Des difficultés relatives à la délivrance des visas pour les pèlerins burkinabè ont été, par ailleurs, soulevées par le Premier ministre.

« On a souvent des problèmes pour avoir des visas pour nos pèlerins », a- t -il expliqué.

L’ambassadeur saoudien a exprimé sa surprise face à cette situation et s’est engagé à situer les responsabilités.

« Quand je suis arrivé, le nombre de visa était à 3 000 et j’ai demandé de revoir cela à la hausse.
De nos jours, nous sommes à 8 000 visas. J’ai demandé cette année d’augmenter encore le quota des pèlerins burkinabè au regard du pourcentage de musulman dans le pays.

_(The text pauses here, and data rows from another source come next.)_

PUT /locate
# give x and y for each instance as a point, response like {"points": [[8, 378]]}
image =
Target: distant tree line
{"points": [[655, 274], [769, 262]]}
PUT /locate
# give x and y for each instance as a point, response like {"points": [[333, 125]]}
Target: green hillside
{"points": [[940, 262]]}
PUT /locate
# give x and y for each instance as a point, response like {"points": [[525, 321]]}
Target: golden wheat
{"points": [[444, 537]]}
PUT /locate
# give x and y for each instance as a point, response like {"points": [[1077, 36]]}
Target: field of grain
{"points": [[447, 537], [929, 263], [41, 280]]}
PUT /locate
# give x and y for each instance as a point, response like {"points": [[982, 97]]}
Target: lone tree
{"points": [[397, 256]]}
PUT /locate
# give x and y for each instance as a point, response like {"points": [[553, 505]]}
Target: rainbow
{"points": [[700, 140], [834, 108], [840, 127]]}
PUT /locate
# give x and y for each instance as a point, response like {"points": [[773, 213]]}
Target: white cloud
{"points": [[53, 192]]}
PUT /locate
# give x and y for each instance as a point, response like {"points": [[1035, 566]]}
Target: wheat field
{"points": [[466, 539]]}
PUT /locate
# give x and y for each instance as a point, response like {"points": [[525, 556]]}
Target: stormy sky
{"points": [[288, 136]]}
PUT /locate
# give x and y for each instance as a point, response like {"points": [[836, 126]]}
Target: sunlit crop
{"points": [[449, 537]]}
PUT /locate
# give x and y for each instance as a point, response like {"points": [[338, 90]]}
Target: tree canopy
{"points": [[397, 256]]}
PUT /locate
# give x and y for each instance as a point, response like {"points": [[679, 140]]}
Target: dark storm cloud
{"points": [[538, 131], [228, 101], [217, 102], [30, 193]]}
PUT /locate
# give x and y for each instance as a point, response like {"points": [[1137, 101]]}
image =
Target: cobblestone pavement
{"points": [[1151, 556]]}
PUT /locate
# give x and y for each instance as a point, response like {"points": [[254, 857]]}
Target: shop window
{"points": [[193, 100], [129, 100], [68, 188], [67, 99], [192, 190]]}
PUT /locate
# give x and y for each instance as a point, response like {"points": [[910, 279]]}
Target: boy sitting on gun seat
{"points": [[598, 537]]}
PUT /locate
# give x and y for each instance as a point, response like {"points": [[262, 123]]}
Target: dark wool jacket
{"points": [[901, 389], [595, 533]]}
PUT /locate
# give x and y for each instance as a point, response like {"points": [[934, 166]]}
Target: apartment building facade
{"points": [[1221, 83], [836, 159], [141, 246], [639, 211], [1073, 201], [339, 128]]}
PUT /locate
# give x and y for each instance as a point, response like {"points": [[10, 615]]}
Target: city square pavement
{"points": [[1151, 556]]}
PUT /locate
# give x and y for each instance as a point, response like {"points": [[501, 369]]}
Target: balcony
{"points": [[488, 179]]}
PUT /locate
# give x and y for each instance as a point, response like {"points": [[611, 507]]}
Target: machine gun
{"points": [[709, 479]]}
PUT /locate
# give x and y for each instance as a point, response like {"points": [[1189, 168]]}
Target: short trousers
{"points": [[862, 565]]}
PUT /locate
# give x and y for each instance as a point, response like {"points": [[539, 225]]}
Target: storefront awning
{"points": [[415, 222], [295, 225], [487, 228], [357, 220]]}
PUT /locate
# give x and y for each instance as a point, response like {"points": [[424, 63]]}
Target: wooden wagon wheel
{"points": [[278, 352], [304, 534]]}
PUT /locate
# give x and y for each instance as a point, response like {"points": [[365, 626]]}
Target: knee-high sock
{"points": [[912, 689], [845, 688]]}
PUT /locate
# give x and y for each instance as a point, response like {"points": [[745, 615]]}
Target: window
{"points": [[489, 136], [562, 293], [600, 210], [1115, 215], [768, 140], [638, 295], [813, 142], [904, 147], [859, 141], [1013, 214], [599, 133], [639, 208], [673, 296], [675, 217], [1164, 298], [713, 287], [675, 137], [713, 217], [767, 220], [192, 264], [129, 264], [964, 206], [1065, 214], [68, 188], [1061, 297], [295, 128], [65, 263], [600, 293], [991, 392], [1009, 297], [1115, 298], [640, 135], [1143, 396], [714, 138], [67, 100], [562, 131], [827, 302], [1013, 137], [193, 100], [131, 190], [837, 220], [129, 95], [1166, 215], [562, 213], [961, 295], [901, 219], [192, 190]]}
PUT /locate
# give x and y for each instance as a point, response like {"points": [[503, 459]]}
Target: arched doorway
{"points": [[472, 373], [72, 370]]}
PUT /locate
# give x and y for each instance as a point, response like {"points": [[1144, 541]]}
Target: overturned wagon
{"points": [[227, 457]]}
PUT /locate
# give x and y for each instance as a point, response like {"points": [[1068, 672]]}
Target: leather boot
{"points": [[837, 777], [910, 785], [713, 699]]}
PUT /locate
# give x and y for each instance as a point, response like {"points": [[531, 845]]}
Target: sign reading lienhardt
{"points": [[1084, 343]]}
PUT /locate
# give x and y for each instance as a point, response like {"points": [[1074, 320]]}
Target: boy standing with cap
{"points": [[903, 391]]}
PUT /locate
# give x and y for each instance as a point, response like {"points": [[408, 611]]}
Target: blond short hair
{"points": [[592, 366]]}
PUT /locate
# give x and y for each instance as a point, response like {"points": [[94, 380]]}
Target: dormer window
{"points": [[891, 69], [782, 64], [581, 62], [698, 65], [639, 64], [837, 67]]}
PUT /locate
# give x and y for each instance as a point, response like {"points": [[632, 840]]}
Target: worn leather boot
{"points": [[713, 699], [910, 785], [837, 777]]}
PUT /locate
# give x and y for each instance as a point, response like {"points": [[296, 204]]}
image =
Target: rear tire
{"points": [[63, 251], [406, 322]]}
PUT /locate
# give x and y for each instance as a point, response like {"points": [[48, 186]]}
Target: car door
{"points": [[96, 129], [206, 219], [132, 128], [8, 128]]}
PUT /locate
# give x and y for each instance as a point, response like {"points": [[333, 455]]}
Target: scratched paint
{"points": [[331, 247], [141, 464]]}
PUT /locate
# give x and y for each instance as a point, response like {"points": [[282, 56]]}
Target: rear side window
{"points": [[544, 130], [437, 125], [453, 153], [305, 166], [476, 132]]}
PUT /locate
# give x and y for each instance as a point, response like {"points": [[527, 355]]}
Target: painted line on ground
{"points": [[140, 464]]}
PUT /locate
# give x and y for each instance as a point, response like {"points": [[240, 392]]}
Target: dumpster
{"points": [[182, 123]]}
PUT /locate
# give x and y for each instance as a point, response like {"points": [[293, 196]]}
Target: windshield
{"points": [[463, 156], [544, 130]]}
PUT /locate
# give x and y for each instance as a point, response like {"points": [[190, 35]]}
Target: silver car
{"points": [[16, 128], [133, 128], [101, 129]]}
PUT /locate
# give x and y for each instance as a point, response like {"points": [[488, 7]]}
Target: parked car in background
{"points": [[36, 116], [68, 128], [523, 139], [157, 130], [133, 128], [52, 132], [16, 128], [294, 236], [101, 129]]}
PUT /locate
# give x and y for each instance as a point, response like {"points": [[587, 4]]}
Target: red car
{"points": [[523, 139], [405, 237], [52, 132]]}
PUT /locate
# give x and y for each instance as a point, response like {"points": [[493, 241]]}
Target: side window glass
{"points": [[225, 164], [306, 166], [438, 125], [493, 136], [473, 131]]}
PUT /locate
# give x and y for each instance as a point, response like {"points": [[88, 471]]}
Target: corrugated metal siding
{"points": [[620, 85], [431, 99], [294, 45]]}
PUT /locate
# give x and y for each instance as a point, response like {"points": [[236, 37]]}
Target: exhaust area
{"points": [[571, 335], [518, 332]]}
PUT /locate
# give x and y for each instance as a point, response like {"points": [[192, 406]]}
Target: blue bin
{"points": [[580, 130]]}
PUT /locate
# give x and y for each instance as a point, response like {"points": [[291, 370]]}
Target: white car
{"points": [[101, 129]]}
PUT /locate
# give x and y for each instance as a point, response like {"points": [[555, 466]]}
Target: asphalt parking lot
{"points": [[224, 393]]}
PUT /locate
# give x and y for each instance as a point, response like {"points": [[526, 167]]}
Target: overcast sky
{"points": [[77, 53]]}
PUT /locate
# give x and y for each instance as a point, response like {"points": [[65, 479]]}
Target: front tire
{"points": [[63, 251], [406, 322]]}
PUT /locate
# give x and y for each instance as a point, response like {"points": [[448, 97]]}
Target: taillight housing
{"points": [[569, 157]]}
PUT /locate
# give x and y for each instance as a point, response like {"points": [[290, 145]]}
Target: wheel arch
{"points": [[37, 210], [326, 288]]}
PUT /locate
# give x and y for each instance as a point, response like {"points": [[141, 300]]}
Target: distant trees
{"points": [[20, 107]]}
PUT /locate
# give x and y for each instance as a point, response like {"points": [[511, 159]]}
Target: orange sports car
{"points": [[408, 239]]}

Normalement, le nombre de pèlerins du Burkina Faso, devrait être autour de 15000 », a fait savoir le diplomate.

En ce qui concerne le partenariat entre les deux pays, l’ambassadeur est allé dans le même sens que le Premier ministre.

« Nous travaillons avec tous les pays. Nous ne nous immisçons pas dans les affaires intérieures des Etats. Le Burkina souhaite diversifier ses partenariats et nous pensons que c’est son droit et nous le soutenons pleinement car chez nous, en Arabie saoudite, nous faisons pareil », a – t -il indiqué.

L’ambassadeur saoudien a, par ailleurs, signifié que le Burkina Faso et l’Arabie saoudite partagent des similitudes en termes de structures sociétales, ce qui constitue un avantage pour leurs relations.

Il a aussi noté que l’Arabie saoudite est le deuxième pays au monde dans le digital gouvernemental et que le Burkina Faso pourrait profiter de cette expérience.

Pour finir, le diplomate saoudien a réaffirmé la disponibilité de son pays à rester aux côtés du peuple burkinabè et à le soutenir dans sa lutte contre le terrorisme.